JohnMuirandIceStartedaFireJohn Muir and America’s View of Nature

5stars

By Kim Heacox
Lyons Press, $25.95, 245 pages

This is an absorbing book, especially for fans of Scottish-American naturalist John Muir (1838-1914). It is all about his early studies of Alaskan glaciers and glacial geology, and of America’s early national park and forest conservation policy-making. The book chronicles Muir’s exploration of Alaska starting in 1879, his association with Tlingit Indians and missionaries, his role on the Harriman Scientific Expedition to Alaska in 1899, and the impact of his friendship on Theodore Roosevelt and other naturalists and leaders after the turn of the 20th century, as well as his family life, which was profoundly important to him.

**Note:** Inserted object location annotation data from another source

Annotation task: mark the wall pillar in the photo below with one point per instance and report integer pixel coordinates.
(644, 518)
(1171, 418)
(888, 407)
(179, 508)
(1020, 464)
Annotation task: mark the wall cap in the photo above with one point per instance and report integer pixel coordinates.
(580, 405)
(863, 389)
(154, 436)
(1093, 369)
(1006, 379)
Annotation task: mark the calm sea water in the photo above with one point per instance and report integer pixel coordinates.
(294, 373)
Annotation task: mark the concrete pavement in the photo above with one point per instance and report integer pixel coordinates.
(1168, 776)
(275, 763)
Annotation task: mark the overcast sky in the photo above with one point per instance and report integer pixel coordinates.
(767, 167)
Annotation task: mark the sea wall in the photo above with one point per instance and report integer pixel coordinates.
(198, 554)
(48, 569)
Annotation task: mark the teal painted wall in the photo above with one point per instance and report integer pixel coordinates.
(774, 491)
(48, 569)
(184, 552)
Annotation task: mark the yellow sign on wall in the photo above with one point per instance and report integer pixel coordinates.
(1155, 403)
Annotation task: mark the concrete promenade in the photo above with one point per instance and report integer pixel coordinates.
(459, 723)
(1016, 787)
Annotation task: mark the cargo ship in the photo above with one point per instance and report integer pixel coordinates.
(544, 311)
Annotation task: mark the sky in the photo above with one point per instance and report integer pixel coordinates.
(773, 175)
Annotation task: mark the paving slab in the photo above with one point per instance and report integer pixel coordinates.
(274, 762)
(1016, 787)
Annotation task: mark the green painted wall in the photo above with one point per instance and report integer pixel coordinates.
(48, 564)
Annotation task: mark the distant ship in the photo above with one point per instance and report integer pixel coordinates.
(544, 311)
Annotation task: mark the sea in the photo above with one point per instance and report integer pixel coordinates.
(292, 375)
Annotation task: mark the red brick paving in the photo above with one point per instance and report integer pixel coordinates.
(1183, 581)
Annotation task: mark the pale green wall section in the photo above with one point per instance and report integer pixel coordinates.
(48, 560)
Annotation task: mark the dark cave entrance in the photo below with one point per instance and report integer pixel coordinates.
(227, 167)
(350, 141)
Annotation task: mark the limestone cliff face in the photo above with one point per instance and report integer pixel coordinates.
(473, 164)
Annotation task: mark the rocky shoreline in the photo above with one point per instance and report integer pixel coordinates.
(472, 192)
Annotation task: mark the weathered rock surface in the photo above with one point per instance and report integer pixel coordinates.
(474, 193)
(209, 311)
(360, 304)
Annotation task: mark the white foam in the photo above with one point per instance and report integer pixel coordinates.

Muir’s legacy, says Kim Heacox, is as our “patron saint of flowers and birds, glaciers and bears, wilderness and wolves.” By far the most vocal nature preservationist in a young nation hell-bent on making money, Muir became our corrective lens, our better conscience. He spoke for the wild places and gave them credible value. He showed us an Alaska as a New World’s new world, a place to reimagine what remained of America, and our destiny in it.” He was, in short, “America’s nature prophet” who “continues to challenge us to see what he saw and do what he did, and more.”